- Original poster
- Directed by: Kari Skogland
- Written by: Kari Skogland
- Based on: The Stone Angel by Margaret Laurence
- Produced by: Elizabeth Jarvis Phyllis Lang Kari Skogland
- Starring: Ellen Burstyn Christine Horne Cole Hauser Dylan Baker Kevin Zegers Elliot Page
- Cinematography: Bobby Bukowski
- Edited by: Jim Munro
- Music by: John McCarthy
- Distributed by: Alliance Films
- Release dates: September 12, 2007 (TIFF); May 9, 2008;
- Running time: 90 minutes
- Country: Canada
- Language: English
- Box office: $473,993

= The Stone Angel (film) =

The Stone Angel is a 2007 Canadian drama film written and directed by Kari Skogland. The screenplay is based on the 1964 novel of the same name by Margaret Laurence.

==Plot==

The film spans several decades in the unconventional life of feisty nonagenarian Hagar Shipley, who sets off on a journey to reconcile herself with her past when she discovers her son Marvin and daughter-in-law Doris are moving her into a nursing home. In a crumbling house she had lived in when she was first married, Hagar recalls her estrangement from her father, a wealthy Manitoba shopkeeper who disowned her when she married farmer Bram Shipley. Despite her defiance, she considered herself superior to her husband, and treated him callously as their relationship disintegrated and he became an alcoholic. Her younger son John, her favorite, eventually broke her heart by becoming involved with Arlene, a wild girl of whom she disapproved.

Now in hiding, Hagar meets Leo, who enables her to confront the one secret she feels she must take to her grave, namely the role she played in John's death. No longer able to repress her emotions, she realizes the bad decisions and misjudgments she made throughout her life were a result of her resolute stubbornness, and eventually she is able to find closure with Marvin.

==Production and release==
The film was shot on location throughout Manitoba, including Winnipeg, Hartney, Landmark, and Lake Winnipeg.

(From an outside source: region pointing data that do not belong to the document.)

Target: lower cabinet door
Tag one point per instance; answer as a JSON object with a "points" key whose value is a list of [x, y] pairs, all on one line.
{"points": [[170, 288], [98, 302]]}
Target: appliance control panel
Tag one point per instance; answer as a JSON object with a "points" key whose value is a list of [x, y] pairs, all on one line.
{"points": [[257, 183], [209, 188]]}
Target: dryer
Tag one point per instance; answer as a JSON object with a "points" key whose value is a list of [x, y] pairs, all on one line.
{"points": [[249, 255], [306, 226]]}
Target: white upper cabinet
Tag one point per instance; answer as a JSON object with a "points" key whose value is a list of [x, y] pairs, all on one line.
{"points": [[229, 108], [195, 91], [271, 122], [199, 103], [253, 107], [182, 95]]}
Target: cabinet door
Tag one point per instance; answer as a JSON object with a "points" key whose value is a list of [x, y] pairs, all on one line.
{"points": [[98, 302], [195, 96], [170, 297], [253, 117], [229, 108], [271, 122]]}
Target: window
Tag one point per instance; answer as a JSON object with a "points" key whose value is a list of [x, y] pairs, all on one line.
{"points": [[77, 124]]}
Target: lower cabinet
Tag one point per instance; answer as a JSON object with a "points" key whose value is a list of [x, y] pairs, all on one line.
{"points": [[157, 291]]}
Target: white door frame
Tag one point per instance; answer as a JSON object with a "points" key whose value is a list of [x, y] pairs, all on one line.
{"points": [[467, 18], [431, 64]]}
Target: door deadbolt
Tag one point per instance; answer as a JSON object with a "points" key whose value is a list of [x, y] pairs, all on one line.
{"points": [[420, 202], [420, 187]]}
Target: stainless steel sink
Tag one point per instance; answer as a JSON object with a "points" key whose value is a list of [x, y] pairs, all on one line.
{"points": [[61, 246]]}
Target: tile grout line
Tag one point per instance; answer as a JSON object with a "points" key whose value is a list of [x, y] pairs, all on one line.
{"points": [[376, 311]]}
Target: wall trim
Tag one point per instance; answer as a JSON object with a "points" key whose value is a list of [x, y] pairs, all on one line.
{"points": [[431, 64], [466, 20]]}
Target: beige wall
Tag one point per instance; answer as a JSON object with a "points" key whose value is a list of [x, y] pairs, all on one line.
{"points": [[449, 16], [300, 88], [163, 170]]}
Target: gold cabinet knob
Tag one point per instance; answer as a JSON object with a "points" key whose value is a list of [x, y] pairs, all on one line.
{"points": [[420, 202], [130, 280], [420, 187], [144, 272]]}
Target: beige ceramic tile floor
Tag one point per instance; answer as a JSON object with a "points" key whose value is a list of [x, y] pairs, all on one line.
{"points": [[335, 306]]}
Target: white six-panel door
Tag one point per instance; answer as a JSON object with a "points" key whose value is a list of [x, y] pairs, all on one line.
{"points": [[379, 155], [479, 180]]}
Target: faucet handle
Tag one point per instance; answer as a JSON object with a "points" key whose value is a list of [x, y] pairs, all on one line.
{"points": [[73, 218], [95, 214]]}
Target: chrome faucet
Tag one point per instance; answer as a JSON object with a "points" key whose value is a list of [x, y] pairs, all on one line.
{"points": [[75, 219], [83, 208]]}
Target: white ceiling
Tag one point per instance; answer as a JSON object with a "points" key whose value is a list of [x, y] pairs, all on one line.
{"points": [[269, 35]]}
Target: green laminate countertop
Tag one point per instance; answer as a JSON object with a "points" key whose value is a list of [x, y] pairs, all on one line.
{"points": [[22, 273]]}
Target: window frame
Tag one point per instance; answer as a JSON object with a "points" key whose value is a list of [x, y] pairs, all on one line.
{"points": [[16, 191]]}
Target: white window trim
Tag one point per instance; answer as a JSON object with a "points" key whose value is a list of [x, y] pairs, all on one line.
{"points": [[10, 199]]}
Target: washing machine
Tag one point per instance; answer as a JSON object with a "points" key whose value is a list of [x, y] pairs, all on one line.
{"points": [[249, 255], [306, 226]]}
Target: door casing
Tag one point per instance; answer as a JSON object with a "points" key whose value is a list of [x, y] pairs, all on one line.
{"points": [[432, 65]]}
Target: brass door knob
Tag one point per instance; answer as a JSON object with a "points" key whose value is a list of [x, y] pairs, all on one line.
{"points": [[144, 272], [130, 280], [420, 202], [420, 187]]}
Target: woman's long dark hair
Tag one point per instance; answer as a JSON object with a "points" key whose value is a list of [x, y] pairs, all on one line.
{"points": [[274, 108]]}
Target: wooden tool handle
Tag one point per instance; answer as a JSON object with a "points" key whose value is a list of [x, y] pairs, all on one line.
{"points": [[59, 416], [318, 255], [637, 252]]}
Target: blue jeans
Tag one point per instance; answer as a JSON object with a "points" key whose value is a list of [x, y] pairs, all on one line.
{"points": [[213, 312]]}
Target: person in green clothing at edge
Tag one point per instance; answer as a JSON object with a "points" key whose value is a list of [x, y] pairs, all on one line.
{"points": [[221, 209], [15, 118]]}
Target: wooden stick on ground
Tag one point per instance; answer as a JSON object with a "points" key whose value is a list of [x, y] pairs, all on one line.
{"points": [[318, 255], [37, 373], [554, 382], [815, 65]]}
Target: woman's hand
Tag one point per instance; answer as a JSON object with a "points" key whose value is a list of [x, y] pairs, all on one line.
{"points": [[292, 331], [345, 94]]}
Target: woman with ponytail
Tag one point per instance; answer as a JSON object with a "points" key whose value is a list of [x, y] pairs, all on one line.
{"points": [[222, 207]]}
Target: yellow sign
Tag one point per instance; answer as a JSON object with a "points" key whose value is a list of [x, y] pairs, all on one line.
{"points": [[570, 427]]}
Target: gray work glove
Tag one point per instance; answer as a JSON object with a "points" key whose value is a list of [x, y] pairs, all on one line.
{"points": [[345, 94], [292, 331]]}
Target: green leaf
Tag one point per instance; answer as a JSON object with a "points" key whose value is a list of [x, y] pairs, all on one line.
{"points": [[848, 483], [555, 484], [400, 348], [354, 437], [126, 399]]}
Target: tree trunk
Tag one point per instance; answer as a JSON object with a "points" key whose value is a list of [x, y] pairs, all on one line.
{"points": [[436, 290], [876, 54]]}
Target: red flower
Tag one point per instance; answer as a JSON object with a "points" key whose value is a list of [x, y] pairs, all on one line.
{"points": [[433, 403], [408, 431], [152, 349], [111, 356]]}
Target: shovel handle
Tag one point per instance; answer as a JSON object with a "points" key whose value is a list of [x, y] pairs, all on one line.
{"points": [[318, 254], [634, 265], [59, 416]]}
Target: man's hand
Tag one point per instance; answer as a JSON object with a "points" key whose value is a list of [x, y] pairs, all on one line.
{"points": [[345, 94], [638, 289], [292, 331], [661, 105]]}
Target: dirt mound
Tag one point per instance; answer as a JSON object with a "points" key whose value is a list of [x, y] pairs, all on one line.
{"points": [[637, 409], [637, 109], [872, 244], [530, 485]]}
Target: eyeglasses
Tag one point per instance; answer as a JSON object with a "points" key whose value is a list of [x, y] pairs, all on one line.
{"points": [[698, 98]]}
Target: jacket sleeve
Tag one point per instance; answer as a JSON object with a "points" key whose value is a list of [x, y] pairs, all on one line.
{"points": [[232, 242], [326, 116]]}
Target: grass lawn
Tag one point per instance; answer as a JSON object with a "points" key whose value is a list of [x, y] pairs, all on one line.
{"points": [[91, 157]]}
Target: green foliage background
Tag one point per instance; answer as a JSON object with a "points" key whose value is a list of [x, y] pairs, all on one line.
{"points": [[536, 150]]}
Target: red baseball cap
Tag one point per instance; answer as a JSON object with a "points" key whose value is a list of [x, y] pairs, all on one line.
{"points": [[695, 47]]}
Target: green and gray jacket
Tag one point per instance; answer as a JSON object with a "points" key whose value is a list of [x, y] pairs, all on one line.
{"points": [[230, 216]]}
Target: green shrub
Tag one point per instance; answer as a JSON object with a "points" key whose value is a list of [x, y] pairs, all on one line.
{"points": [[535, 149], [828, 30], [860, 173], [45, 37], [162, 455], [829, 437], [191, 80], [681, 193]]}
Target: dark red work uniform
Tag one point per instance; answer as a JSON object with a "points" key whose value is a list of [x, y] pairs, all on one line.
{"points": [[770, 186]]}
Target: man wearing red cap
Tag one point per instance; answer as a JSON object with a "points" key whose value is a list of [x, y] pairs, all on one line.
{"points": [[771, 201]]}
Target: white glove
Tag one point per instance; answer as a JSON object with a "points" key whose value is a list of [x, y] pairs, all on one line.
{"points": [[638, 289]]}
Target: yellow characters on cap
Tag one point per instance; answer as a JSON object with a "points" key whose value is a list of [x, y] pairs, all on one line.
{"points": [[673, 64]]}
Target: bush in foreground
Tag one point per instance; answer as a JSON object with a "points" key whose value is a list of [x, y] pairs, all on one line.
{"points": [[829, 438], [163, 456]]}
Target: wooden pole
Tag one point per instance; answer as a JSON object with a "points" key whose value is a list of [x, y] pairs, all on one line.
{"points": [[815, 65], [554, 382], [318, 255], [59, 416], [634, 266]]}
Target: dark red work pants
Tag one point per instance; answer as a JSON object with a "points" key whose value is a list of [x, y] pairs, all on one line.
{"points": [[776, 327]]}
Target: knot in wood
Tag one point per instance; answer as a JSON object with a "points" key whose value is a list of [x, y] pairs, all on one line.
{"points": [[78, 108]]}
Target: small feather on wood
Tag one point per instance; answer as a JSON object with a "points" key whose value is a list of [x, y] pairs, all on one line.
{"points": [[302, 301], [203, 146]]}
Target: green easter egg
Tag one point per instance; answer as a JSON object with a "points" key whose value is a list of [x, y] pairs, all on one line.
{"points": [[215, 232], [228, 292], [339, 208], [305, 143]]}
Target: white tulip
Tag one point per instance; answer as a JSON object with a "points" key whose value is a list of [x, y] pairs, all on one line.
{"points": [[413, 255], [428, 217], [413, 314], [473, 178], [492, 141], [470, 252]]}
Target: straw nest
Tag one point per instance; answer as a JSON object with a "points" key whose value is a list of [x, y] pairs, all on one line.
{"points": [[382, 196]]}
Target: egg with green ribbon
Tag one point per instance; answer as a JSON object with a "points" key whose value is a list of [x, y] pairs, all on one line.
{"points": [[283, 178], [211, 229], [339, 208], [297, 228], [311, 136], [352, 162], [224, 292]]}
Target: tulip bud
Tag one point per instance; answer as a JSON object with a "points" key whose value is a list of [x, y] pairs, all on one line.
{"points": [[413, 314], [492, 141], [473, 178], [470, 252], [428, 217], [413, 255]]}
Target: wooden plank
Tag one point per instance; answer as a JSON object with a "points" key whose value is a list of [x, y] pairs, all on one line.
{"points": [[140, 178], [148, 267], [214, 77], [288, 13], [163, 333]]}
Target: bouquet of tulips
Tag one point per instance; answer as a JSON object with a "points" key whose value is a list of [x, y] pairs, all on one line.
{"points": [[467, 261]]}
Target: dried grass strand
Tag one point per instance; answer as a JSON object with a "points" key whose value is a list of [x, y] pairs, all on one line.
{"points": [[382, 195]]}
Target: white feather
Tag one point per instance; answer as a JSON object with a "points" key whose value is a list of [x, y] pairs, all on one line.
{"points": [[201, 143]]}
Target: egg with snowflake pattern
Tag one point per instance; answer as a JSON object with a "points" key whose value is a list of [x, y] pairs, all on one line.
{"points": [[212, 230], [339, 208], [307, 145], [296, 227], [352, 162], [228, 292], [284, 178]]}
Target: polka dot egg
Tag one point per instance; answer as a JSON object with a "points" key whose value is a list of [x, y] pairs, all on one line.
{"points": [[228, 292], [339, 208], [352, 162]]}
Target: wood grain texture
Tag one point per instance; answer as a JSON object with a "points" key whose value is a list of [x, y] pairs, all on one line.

The film premiered at the 2007 Toronto International Film Festival and was shown at Cinefest Sudbury, the Calgary Film Festival, the Edmonton International Film Festival, the Tokyo International Film Festival, the Possible Worlds Film Festival, the Palm Springs International Film Festival, the Female Eye Film Festival, and the Method Fest Independent Film Festival before going into theatrical release in Canada on May 9, 2008, and in the United States on July 11, 2008.

==Critical reception==
 Metacritic, which uses a weighted average, assigned the a score of 57 out of 100, based on six critics, indicating "mixed or average" reviews.

Philip Marchand of the Toronto Star rated the film 2½ out of four stars and commented, "Does every Canadian movie based on a Canadian novel have to be scored with mournful violins and weeping cellos?"

Stephen Holden of The New York Times thought it was "a film of tightly assembled bits and pieces that don’t fit comfortably together despite clever dashes of magical realism connecting past and present" and felt although "this multigenerational family history has enough gripping moments to hold your attention . . . ultimately it leaves you frustrated by its failure to braid subplots and characters into a gripping narrative." He added, "Ms. Burstyn’s scenery-chewing performance, utterly devoid of vanity, makes her a spiritual cousin of Aurora Greenway in Terms of Endearment."

Eddie Cockrell of Variety called the film "tastefully reverent" and "fundamentally sincere", but felt it suffered from "generational cross-cutting that's both rushed and cluttered" and "would have have (sic) been better served as a more leisurely miniseries."

==Awards and nominations==
Ellen Burstyn won the Genie Award for Best Performance by an Actress in a Leading Role and John McCarthy won the Genie Award for Best Music Score. The Writers Guild of Canada nominated Kari Skogland for the Canadian Screenwriting Award for Best Feature Film.